WASHINGTON — The potential of a consent decree between the Trump Justice Department and the Chicago Police Department was thrown into doubt on Monday, when Attorney General Jeff Sessions said pacts covering other cities done in the Obama era would be subject to a review.

The order for a review came in a two-page Justice Department memo ordering officials to “immediately review all Department activities,” including “contemplated consent decrees” with local law enforcement agencies.

In the last week of the Obama Administration, the Justice Department, then headed by Attorney General Loretta Lynch, concluded a 13-month Chicago Police Department civil rights probe, finding a variety of abuses, setting the city on a course that was leading to a federal consent decree.

Sessions, in his memo, titled “Supporting Federal, State, Local and Tribal Law Enforcement,” first disclosed by the Washington Post, said that local law enforcement, not the federal government was “first and foremost” responsible for “best practices” in policing.

In January, a week before the inauguration of President Donald Trump, Mayor Rahm Emanuel signed an “agreement in principle” to negotiate a consent decree — culminating in the appointment of a federal monitor — to ride herd over the sweeping police reforms recommended Justice Department.

Lynch personally came to Chicago on Jan. 13 to deliver the findings of the Justice Department investigation: Chicago police have shot at fleeing suspects who weren’t an immediate threat; failed to address racially discriminatory behavior within the department and put their own officers at risk.

Speaking at a news conference at the Dirksen Federal Building in the Loop, Lynch said the report found “reasonable cause” that the police department engaged in a pattern of using excessive force in violation of the Fourth Amendment of the U.S. Constitution. She blamed that partially on “severely deficient training procedures” and “accountability systems.”

In a joint statement, Mayor Rahm Emanuel and CPD Supt. Eddie Johnson said: “We can only speak for our intentions, we can’t speak for the federal government’s. The reforms we have made over the past year are built on the principles of partnership and trust between our residents and our officers, and they laid the foundation for the 2017 reform plan we outlined just a few weeks ago.

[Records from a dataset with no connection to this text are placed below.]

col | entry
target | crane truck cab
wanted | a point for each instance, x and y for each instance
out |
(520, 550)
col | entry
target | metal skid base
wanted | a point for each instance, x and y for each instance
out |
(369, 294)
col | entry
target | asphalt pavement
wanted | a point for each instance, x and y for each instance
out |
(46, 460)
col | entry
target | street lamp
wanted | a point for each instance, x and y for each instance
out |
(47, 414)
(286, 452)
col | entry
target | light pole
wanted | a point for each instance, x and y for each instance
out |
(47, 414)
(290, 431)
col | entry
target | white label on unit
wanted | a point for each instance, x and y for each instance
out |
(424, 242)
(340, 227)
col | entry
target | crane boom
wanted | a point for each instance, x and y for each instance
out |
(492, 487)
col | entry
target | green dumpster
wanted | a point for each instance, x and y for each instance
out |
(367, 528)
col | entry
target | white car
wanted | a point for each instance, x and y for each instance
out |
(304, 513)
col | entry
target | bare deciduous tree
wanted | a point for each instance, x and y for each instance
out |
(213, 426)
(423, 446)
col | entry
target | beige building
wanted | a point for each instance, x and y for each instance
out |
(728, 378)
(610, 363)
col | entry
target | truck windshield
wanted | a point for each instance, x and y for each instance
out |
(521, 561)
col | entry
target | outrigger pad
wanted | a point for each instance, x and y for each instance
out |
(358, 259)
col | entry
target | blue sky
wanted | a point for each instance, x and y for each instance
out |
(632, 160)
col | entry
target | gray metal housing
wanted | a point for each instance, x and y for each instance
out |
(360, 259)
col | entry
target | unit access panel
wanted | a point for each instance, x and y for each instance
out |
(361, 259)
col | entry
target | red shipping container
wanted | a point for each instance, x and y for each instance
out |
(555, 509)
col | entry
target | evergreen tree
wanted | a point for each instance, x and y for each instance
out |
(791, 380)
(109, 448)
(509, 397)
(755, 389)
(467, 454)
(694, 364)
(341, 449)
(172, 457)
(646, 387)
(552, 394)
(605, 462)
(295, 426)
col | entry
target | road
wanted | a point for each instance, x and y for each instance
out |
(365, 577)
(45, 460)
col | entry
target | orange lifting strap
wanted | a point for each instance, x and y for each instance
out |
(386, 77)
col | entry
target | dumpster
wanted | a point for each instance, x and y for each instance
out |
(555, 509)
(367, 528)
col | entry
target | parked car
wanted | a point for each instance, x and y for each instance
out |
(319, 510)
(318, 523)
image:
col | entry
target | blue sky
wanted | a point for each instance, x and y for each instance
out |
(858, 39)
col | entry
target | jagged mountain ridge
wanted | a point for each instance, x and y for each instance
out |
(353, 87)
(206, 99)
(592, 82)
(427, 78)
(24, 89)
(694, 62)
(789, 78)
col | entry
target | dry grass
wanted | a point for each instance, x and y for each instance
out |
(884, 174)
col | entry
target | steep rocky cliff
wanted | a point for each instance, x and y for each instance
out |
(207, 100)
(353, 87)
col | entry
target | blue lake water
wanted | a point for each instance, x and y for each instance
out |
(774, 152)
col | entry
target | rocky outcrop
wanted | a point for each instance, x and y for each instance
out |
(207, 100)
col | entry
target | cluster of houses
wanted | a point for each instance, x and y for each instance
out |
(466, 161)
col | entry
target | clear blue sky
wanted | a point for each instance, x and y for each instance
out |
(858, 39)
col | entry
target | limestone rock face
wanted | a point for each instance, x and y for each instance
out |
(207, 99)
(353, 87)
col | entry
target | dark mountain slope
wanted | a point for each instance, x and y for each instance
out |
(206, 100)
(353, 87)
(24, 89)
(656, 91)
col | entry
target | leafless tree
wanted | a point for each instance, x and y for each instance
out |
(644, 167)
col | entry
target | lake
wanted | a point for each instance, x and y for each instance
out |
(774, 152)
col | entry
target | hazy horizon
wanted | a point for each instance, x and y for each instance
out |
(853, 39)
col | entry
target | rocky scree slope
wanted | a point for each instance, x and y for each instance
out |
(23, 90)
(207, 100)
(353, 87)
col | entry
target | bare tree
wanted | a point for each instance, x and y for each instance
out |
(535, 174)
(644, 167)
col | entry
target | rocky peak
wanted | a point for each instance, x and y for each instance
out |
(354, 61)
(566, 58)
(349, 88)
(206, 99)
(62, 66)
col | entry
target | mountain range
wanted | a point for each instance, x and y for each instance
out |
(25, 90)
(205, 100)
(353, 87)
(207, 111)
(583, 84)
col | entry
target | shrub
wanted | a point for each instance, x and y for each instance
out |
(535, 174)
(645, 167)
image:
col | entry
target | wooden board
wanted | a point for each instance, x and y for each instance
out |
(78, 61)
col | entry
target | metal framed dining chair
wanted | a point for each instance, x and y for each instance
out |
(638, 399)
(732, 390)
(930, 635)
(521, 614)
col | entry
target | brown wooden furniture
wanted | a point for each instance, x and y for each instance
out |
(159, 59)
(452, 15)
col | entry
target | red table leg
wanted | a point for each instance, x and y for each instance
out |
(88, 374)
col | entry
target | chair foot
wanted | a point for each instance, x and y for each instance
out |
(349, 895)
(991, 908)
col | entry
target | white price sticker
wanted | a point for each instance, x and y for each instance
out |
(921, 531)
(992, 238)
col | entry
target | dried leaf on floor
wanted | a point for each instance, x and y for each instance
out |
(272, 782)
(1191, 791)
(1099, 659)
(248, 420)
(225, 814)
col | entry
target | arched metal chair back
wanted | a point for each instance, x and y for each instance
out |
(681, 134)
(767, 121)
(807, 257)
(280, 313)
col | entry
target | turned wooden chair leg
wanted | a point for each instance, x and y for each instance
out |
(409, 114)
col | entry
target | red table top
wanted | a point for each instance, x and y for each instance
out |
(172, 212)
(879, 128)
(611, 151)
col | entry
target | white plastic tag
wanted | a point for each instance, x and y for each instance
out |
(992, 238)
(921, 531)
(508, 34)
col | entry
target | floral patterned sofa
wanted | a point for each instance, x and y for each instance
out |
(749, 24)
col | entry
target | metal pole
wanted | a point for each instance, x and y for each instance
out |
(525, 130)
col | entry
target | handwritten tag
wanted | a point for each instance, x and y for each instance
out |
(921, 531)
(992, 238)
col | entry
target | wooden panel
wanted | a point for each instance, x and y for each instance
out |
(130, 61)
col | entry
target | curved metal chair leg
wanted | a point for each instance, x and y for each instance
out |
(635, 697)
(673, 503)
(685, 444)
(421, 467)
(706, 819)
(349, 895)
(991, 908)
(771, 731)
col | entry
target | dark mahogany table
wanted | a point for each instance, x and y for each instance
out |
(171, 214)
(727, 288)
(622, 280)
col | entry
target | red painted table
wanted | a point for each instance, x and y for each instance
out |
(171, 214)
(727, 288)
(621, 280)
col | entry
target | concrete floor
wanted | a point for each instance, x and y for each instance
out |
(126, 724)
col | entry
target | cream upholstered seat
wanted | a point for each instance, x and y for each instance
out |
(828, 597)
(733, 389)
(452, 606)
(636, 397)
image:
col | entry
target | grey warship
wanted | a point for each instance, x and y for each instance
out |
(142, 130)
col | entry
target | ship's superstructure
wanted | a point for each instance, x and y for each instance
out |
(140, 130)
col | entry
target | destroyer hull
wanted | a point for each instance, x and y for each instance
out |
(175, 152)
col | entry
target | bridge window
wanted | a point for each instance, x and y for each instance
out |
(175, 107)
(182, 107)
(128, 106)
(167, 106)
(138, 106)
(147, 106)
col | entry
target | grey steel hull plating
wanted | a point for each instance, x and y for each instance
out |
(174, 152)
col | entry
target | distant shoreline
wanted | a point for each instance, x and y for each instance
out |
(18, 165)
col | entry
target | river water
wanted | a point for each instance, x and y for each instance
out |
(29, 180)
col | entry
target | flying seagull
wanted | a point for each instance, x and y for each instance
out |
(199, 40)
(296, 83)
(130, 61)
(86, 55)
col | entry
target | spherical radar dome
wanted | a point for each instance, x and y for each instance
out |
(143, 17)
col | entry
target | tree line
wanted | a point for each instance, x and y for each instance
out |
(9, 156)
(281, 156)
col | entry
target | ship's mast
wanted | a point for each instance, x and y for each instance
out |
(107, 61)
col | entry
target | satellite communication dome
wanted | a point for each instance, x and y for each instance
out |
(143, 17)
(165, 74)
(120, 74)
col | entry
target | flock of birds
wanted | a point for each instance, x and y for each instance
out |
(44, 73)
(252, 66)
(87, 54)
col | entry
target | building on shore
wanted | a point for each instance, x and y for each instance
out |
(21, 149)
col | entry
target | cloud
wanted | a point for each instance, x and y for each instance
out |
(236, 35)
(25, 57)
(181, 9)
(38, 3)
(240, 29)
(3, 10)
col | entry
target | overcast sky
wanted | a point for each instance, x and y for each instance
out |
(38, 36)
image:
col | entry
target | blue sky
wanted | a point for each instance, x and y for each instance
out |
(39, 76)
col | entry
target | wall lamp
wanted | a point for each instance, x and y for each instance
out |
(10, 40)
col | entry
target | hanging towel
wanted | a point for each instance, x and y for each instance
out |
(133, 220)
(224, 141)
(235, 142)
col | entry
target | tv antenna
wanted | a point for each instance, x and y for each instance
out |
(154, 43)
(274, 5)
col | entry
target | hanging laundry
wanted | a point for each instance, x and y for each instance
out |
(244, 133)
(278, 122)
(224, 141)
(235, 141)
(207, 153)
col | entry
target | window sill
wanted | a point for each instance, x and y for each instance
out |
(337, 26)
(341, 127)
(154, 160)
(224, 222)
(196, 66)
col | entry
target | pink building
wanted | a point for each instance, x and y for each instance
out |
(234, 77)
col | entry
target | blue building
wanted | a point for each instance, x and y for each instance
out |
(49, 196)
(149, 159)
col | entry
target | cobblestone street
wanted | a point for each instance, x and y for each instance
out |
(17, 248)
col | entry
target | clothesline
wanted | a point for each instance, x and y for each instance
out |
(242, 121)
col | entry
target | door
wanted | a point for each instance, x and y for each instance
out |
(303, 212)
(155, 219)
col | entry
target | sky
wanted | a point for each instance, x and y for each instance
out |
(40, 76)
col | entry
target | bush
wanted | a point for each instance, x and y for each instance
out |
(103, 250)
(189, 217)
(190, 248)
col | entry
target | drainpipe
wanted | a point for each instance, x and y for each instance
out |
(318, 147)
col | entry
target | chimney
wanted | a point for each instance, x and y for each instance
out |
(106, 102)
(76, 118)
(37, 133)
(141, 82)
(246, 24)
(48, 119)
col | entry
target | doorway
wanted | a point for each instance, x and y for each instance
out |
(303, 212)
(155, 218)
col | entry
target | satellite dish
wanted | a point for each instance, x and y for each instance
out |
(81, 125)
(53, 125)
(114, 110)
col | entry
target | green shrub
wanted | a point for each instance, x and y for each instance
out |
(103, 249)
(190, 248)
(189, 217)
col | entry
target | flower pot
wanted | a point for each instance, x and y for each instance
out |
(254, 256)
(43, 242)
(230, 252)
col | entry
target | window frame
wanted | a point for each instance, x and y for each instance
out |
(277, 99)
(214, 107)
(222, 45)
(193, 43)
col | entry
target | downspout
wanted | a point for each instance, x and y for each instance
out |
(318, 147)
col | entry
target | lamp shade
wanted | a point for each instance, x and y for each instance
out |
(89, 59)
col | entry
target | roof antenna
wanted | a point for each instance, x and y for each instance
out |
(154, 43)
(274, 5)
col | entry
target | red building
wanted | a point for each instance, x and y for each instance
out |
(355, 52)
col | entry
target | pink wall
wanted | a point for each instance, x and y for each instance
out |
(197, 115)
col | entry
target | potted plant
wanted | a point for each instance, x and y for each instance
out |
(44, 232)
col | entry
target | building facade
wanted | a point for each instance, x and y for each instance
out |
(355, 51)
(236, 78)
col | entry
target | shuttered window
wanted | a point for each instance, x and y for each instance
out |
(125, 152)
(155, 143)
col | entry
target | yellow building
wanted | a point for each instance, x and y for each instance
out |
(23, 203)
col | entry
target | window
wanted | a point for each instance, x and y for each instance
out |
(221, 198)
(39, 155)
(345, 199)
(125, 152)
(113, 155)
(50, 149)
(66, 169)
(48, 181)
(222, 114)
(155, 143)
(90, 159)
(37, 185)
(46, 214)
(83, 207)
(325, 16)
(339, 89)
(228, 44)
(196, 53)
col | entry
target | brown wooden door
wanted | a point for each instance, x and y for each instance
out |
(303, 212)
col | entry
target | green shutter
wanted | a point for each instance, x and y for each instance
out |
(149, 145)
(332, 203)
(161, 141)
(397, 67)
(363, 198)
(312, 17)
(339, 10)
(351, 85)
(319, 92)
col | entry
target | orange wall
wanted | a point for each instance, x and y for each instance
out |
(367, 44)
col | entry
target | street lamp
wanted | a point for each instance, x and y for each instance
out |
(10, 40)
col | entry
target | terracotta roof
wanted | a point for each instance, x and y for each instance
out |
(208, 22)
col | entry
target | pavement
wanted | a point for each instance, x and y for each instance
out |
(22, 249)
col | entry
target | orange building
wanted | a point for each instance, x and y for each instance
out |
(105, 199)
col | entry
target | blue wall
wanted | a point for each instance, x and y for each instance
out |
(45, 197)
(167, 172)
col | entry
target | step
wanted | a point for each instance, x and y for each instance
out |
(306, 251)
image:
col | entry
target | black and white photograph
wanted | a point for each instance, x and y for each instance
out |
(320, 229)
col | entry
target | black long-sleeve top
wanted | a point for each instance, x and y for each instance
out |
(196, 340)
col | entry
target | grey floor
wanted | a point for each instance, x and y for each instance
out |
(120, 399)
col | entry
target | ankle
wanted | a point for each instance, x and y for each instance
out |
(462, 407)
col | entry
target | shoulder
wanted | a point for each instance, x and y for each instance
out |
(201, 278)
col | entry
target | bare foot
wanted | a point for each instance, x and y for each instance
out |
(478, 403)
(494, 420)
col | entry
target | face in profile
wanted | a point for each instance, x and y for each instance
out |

“Through these ongoing reforms we will ensure our officers have the training and support they need to do a tough job well, we will strengthen the relationship with our residents, and we will make our city a stronger, safer place. Reform is in our self-interest and that is why Chicago has been, is, and always will be committed to reform,” they said.

Sessions’ call for a review of police consent decrees comes as no surprise. He long has been skeptical of these agreements.

In a speech to the National Association of Attorneys General several weeks ago, Sessions criticized the Obama DOJ’s scathing indictment of the Chicago Police Department as “pretty anecdotal and not so scientifically based.” That’s even though Sessions acknowledged that he has only read the summary of the 161-page report.

To the cheers of the police union, Sessions sent his strongest signal to date that he was more concerned about supporting demoralized police officers than he was about negotiating a consent decree culminating in the hiring of a federal monitor to make certain police reforms are implemented in a timely fashion, no matter what it costs local taxpayers.

“Unfortunately in recent years, law enforcement as a whole has been unfairly maligned and blamed for the unacceptable deeds of a few bad actors. Our officers, deputies and troopers believe the political leadership of this country abandoned them. Their morale has suffered. And last year, amid this intense public scrutiny and criticism, the number of police officers killed in the line of duty increased 10 percent over the year before,” Sessions was quoted as saying in his prepared remarks.

Trump has been focused on crime in Chicago, with frequent references to shootings in his remarks. The most recent was last week, during a meeting with leaders of the Fraternal Order of Police, including Dean Angelo, the chief of the Chicago police union.